It’s noteworthy here that this section doesn’t limit the prohibition against discrimination to actions taken against employees; that is, applicants are protected under this definition. Nor is there language that carves out certain religious employers from this law, unlike there is for sexual orientation and gender identity under Delaware law. As a general matter, an employee’s reproductive health decisions are probably not something most employers are (or should be) interested in, but as of December 30th, employers should not use any such knowledge they may have as the basis of an adverse employment action.
Effective December 30, 2016, Delaware employers also may not engage in certain discriminatory acts based upon an employee’s “family responsibilities.” As defined in the statute, family responsibilities means an employee’s caregiving obligations “to any family member who would qualify as a covered family member” under the FMLA. This section does, however, permit employers to take certain actions “with respect to the employer’s attendance and absenteeism standards that are not protected by other applicable law and inasmuch as the employee’s performance at work meets satisfactory standards.” It will be interesting to see if the Delaware Department of Labor issues any regulations or guidance to further clarify this section.
It’s also important to note that this law does not create an entitlement to leave for purposes of family responsibilities in and of itself. The law itself notes that employers are not obligated to make special accommodations for employees who may have family responsibilities. Rather, this is a non-discrimination provision, meaning the employer must apply its policies “related to leave, scheduling, absenteeism, work performance and benefits” in a manner that is not discriminatory against employees with family responsibilities. This law provides another reason for employers to audit their workplace policies and practices — and seek any needed training — on these items to ensure compliance moving forward.
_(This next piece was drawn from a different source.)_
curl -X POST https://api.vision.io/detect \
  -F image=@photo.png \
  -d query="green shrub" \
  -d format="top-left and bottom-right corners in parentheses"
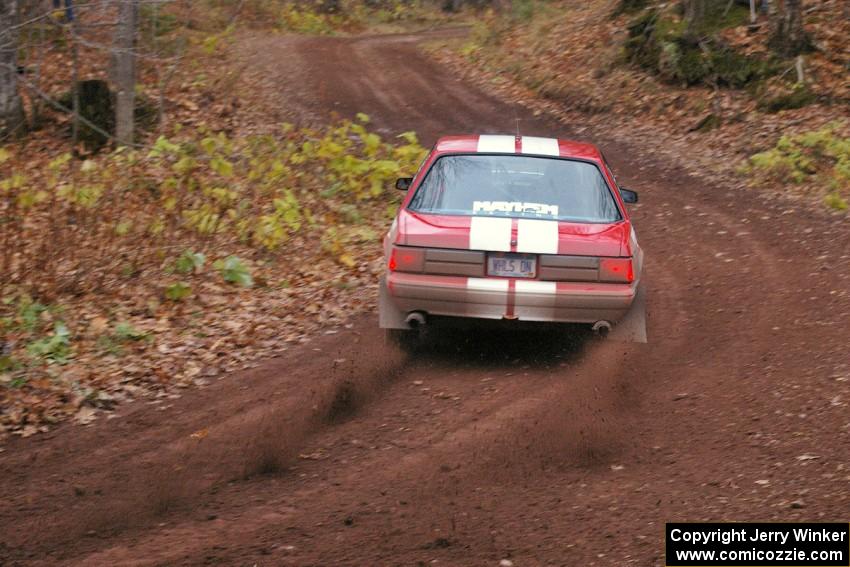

Delaware employers should also note that since June 30, 2016, it has been an unlawful employment practice under state law to:
(1) Require as a condition of employment that an employee refrain from inquiring about, discussing, or disclosing his or her wages or the wages of another employee; (2) Require an employee to sign a waiver or other document which purports to deny an employee the right to disclose or discuss his or her wages; [or] (3) Discharge, formally discipline, or otherwise discriminate against an employee for inquiring about, discussing, or disclosing his or her wages or the wages of another employee.